Sevgili incelemiş olduğumuz şiirlerde de yakıcı ve göz kamaştırıcı güzelliği dolayısıyla güneşe teşbih edilmiştir. Üzerine giydiği al renkli kıyafetleri de bu benzerliğe neden olmuştur. Bu şekilde sevgili kızıl ışıklarını yayan bir güneşi andırmaktadır. Gevherî aşağıda verilen bir mısrasında sevgiliyi kış güneşine benzetmiştir. Kış güneşi nadir zamanlarda ortaya çıkar. Bir görünüp bir kaybolur. İnsanlar kışın çıkan bu güneşle ısınıp, mutlu olurlar. Kışın soğundan kısa bir süre de olsa uzaklaşırlar. Âşık da ender zamanlarda karşılaştığı sevgilisini gördüğünde böyle bir heyecana ve mutluluğa kavuşur. Âşığın sevgilisinden uzak kaldığı dönemlerde buz kesen kalbi, onu gördüğünde ısınır ve yeniden hayat bulur.

Al geyinmiş de çiçekler sokunmuş Ala güneş gibi doğdu sabahtan

(Karaca Oğlan s. 526/265-1).

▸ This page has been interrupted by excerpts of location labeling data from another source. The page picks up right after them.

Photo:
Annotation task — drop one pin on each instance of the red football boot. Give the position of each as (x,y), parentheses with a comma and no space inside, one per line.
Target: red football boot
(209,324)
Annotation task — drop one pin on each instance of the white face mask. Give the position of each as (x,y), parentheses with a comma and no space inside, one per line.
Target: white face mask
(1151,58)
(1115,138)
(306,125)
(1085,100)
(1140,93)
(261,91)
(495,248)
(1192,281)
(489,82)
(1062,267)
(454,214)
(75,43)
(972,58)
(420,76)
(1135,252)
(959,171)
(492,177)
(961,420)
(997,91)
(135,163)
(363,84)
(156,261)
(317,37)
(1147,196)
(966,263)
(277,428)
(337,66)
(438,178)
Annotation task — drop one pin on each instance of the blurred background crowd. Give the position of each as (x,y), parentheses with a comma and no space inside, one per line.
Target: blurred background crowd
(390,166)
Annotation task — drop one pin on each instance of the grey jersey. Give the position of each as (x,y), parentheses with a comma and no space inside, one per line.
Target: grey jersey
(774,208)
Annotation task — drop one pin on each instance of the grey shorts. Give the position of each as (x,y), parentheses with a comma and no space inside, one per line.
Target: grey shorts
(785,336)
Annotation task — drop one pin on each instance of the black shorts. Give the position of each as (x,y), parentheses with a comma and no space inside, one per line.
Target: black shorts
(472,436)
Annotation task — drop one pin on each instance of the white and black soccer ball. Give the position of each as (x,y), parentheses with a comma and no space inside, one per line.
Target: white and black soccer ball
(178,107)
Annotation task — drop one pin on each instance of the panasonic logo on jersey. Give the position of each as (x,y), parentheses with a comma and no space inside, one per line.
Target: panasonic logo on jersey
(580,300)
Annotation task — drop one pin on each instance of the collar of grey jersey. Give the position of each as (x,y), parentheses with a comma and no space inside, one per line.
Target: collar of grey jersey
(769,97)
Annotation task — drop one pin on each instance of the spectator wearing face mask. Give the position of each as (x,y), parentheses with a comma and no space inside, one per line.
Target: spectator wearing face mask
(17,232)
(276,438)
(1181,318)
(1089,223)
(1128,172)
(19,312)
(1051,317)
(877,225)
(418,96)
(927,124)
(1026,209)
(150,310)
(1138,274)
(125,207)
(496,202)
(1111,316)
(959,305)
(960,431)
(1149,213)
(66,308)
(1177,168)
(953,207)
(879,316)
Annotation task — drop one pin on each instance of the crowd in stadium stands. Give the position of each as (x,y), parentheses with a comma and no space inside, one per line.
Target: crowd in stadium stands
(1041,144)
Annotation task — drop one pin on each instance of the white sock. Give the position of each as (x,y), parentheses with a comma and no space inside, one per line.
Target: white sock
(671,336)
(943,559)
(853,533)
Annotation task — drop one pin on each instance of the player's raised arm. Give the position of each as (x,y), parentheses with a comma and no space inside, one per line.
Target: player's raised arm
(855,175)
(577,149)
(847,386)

Âfitâbım şevkım ömrümün varı

Ol mihr-i dîrahşânım ne zaman gelür (Gevherî s. 398/555-1). Âfıtâb-ı şitâ misli Gâh doğar gâh dolunursun (Gevherî s. 518/725-2).

I.2.25. Güvercin

Güvercin, görünüşüyle oldukça güzel ve zarif bir kuş türüdür. Göğsü hafif dışa doğru çıkıntılı ve boynu dik bir duruşu vardır. Bu sebepten âşık sevgilisine güvercin benzetmesi yapmıştır. Bu benzetme yalnızca Karaca Oğlan’ın bir şiirinde geçmektedir:

Güvercin duruşlu keklik sekişli

(Karaca Oğlan s. 505/224-3).

I.2.26. Güzel

Âşık sevgilinin güzelliğini vurgulamak için ona güzel diye hitap etmektedir. Âşığa göre yeryüzüne gelmiş en güzel varlık sevgilidir ve bu sıfat yalnızca onun için kullanılabilir. Gevherî ve Âşık Ömer de bu unsura aşağıdaki şekillerde yer vermiştir:

Çok zamandır güzel görmedim seni

(Gevherî s. 147/190-1). Bedddua bilmem güzel, Mevlâya saldım ben seni

(Âşık Ömer s. 10/19-1). Sen güzeli methederim, gayrısı dursun hele

(Âşık Ömer s. 13/24-2). Güzelim ettiğin yanına kalmaz

Geçer bu güzellik sana da kalmaz

Ey güzeller güzeli nedir günahım Arttırısın her dem figân ü âhım Ben gedâyı sana, kul etmiş şâhım Ferhadı Şirine meftun eyleyen

(Âşık Ömer s. 36/69-3).

I.2.27. Harami

Harami; hırsız, haydut ve yol kesen anlamlarına gelir. Sevgilinin haramiye benzetilme sebebi gönül hırsızı ve katil olmasındandır. Sevgili, âşığın en büyük serveti olan sevgisini ellinden alır. Âşığın gönlünü geri alınması mümkün olmayacak şekilde kendine bağlar. Ayrıca her fırsatta onun canına kasteder. Harami aynı zamanda bulunduğu bölgeyi korur, kimseyi o bölgeye yaklaştırmaz. Sevgili de tıpkı haramiler gibi koruyucu bir özelliğe sahip olup âşığın kendisine yaklaşmasını engeller. Aşağıdaki mısralarda da sevgilinin haramiliği açıkça belirtilmiştir. Sevgili can alan, baş kesen bir harami olarak anlatılmıştır. Âşığın yüreğine zulüm okları atarak, ona acı çektirmektedir.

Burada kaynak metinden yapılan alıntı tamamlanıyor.